Mains

CRUNCHY SKA - 1962
Indipendence time. Jamaica looks for its identity. And this can be achieved also through music. A few young talented jazz-educated musicians start mixing together calypso vocal lines on a rhythm 'n blues pattern. And to bring it all together that distinctive offbeat tempo that will be the trademark of the Jamaican sound for the decades to come.
Mission accomplished!

SWEET ROCKSTEADY - 1966
Summer of '66. Baking hot, no way to dance to ska. The rhythm slows down, the bass stops "walking" and starts pulsing, and the vocals sweat their SOUL out.
Sweet music for sour times.

HOT REGGAE - 1967
Streggae, Reggay, Reggae.

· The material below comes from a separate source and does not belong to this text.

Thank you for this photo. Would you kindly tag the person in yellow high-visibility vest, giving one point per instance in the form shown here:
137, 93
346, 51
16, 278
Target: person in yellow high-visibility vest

Whatever you wanna call it it wasn't Bob Marley who invented it. Late sixties: the pace speeds up again, gets sticky and syncopated and the sound starts smelling of funk. This new music conquers the UK. First were the immigrants, then the sound systems, then the newly born skinheads and finally the charts. Climbing up and up again, sometimes until reaching the #1 spot, for the first and only time in history!





 
 
Sides

APPETIZING CALYPSO - 1950's
The roots of the roots. From Trinidad to the Jamaican shores, where it becomes Mento. Party music par excellance. Warm, teasing and funny. Some may think of palmtrees and holiday resorts with Harry Belafonte singing. Others of the rough sound and dirty lyrics of Lord Kitchener.
Which side are you?


FRESH JAMAICAN RnB - 1958
The wave from the "north". Jamaican radios get the airplay from the USA and RnB takes the island by storm. The first sound systems make their entrance on the scene and the first rivalries between dj's start to appear. Some adventurous producers start cooking it on their own, and that's where the story really begins...


SPICY DJ STYLE - 1968
Late sixties again. A turntable, an old instrumental rocksteady version playing and a dj toasting on it. Nothing more nothing less. But -believe it or not- modern dance music starts here.